The EU, amongst others, is grappling with these issues following publication of the European Commission's draft EU AI Act in April 2021.  The draft act provides for expansive extraterritorial scope and would apply to any providers (including those outside the EU) who place AI services into EU markets.  It bans the use of biometric identification systems in public spaces for law enforcement, except for specific uses such as fighting terrorism.  The European Parliament has since called for a full ban on police use of facial recognition technology in public spaces, as well as a ban on private facial recognition databases such as those operated by Clearview.

In the UK, there is no instrument that solely regulates facial recognition technology, so it is necessary to consider the framework of applicable legislation, including the GDPR and Data Protection Act 2018.  The Clearview enforcement action provides the ICO with an opportunity to comment on data compliance issues associated with the technology when employed by a private company.

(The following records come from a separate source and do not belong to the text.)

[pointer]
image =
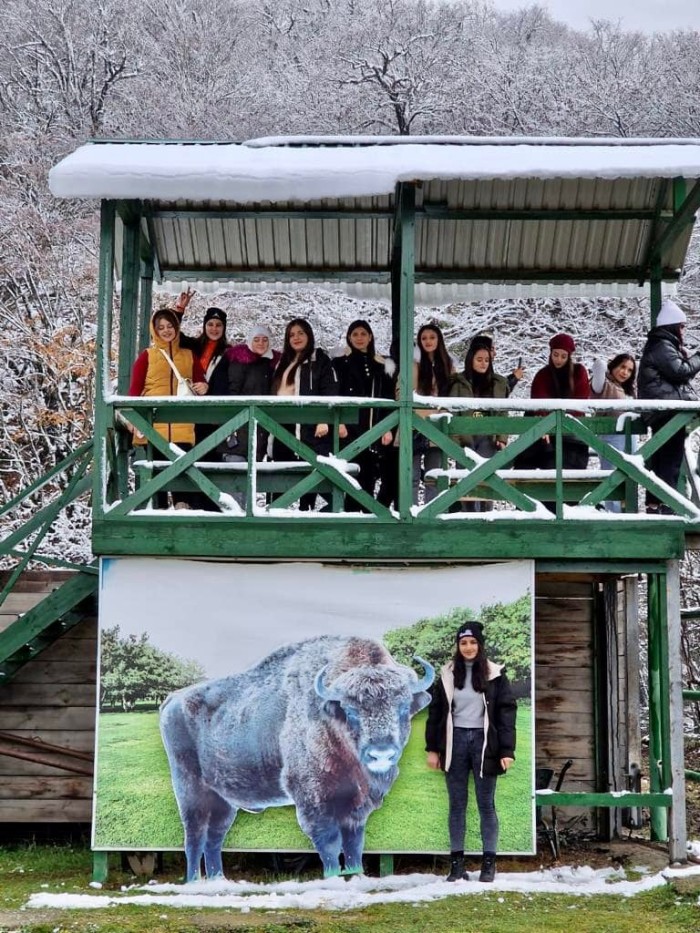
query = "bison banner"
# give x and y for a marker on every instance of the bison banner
(282, 707)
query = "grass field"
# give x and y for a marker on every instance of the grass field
(136, 807)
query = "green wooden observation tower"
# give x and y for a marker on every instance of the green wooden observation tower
(430, 220)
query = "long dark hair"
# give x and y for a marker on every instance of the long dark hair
(482, 383)
(628, 384)
(438, 369)
(480, 670)
(289, 355)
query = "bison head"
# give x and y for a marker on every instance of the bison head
(376, 703)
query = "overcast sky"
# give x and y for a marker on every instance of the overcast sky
(646, 15)
(228, 616)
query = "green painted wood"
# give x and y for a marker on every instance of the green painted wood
(179, 464)
(103, 346)
(364, 538)
(660, 215)
(565, 799)
(658, 699)
(26, 637)
(129, 309)
(405, 238)
(685, 208)
(145, 302)
(320, 470)
(100, 866)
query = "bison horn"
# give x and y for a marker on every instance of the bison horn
(427, 679)
(322, 690)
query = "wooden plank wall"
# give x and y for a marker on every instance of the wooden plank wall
(564, 720)
(52, 699)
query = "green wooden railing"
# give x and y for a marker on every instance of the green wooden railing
(462, 474)
(54, 491)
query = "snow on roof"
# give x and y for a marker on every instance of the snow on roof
(308, 168)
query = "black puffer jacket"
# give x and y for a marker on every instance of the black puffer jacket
(249, 373)
(364, 376)
(314, 376)
(665, 369)
(500, 710)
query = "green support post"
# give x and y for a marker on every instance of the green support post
(655, 292)
(129, 311)
(144, 337)
(100, 866)
(677, 827)
(105, 293)
(659, 752)
(405, 238)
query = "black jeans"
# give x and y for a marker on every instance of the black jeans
(467, 745)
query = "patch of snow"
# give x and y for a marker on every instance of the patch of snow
(362, 891)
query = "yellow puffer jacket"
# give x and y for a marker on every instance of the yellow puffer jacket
(161, 380)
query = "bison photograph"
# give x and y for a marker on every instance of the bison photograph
(320, 725)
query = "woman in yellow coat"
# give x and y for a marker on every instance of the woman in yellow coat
(155, 373)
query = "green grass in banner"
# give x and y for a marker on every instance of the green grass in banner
(136, 806)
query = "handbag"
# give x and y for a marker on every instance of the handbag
(184, 386)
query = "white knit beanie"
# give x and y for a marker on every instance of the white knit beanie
(259, 331)
(670, 313)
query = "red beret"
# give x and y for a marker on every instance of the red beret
(562, 342)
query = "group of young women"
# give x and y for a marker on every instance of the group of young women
(209, 363)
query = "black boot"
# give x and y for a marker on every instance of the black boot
(488, 867)
(456, 868)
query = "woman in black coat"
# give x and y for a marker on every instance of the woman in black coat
(362, 373)
(665, 372)
(471, 729)
(303, 370)
(251, 366)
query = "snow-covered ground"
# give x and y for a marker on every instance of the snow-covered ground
(362, 891)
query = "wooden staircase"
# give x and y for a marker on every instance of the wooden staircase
(37, 612)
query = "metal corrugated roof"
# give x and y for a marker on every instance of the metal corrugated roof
(599, 227)
(516, 230)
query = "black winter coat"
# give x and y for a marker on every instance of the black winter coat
(499, 720)
(364, 376)
(314, 376)
(249, 373)
(665, 369)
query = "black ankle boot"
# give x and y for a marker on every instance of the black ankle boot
(488, 867)
(456, 868)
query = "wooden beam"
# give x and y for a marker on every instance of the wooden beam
(309, 537)
(677, 830)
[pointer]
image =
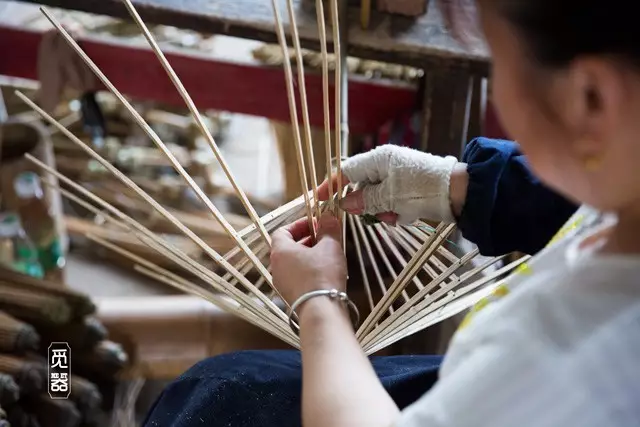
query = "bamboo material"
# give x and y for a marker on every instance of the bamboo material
(302, 171)
(363, 270)
(335, 22)
(80, 227)
(149, 238)
(25, 304)
(385, 258)
(198, 118)
(80, 304)
(105, 360)
(372, 259)
(16, 336)
(322, 30)
(416, 250)
(56, 413)
(81, 335)
(398, 285)
(127, 181)
(179, 258)
(208, 250)
(421, 295)
(422, 320)
(302, 88)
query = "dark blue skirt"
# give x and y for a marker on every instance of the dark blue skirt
(263, 388)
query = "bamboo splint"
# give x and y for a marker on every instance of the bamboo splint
(429, 281)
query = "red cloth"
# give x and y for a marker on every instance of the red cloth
(60, 68)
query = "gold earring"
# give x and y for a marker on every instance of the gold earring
(592, 163)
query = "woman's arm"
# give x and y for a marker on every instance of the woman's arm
(340, 387)
(497, 201)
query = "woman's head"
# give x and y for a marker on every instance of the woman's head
(566, 83)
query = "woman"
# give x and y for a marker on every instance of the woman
(560, 349)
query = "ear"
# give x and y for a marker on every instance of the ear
(595, 104)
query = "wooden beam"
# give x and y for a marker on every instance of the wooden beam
(421, 41)
(214, 84)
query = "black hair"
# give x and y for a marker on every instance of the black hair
(558, 31)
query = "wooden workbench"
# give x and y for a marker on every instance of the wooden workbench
(453, 95)
(421, 42)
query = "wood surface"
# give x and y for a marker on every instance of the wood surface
(422, 41)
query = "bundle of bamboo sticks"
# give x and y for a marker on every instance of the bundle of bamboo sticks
(38, 312)
(428, 281)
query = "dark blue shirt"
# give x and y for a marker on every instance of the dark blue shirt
(508, 208)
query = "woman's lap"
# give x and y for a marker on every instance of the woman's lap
(262, 388)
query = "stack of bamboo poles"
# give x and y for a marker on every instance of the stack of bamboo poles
(427, 281)
(34, 313)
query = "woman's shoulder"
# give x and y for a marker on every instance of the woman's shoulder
(571, 337)
(563, 307)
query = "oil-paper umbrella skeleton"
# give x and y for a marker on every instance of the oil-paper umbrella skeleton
(428, 288)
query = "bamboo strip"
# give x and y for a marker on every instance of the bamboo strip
(154, 245)
(383, 255)
(207, 249)
(180, 258)
(418, 322)
(400, 238)
(294, 117)
(422, 235)
(302, 89)
(406, 274)
(335, 22)
(363, 270)
(396, 253)
(372, 259)
(154, 137)
(422, 294)
(224, 305)
(322, 30)
(199, 121)
(443, 296)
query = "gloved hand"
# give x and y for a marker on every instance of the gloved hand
(397, 180)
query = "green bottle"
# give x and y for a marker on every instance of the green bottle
(17, 252)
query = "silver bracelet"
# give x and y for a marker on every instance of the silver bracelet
(333, 294)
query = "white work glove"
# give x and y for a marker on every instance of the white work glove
(399, 180)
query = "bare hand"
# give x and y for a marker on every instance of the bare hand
(298, 268)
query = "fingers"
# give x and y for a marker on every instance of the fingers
(323, 189)
(329, 228)
(292, 233)
(353, 203)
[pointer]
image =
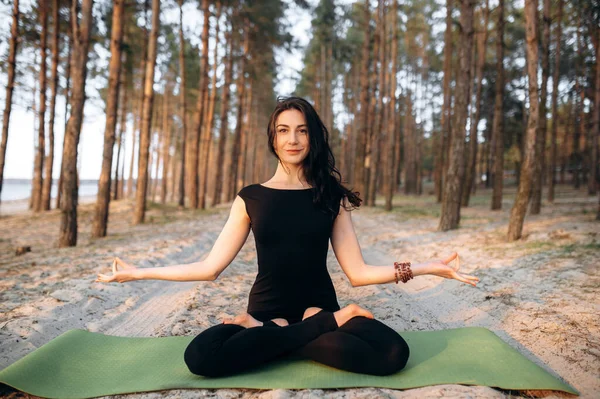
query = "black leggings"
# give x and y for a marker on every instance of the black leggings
(361, 345)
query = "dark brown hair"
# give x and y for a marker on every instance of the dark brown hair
(319, 165)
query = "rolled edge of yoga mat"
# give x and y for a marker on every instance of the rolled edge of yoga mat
(157, 364)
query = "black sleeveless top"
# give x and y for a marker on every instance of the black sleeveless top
(292, 238)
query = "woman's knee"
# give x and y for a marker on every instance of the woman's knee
(202, 355)
(396, 356)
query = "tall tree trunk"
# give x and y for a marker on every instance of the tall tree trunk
(443, 141)
(35, 113)
(165, 146)
(120, 181)
(216, 198)
(389, 183)
(359, 180)
(517, 214)
(470, 179)
(208, 129)
(498, 127)
(374, 106)
(10, 85)
(576, 156)
(597, 124)
(232, 177)
(555, 77)
(67, 101)
(540, 144)
(47, 187)
(36, 192)
(244, 139)
(182, 93)
(198, 140)
(142, 182)
(596, 129)
(70, 189)
(134, 135)
(456, 170)
(138, 124)
(112, 106)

Many firms are considering facial recognition technology – either as a result of the pandemic and a desire to have "touch free" access and/or in smart devices.  The UK and Australian enforcement actions highlight the importance of ensuring that companies have appropriate notice and consent from data subjects, as well as maintaining adequate privacy compliance programs, and the final Clearview findings will serve as a good case study.  The ICO has also shown that it will apply higher data protection standards to technologies that process biometric data.  It remains essential for companies to know exactly what types of data they are processing, in order to identify and implement the correct requirements.

Depending on the nature of the final decision, the ICO's action may impact AI or machine learning applications other than facial recognition technology if they are trained on data sets culled from publicly available websites, particularly when the data contain personal or sensitive information about data subjects.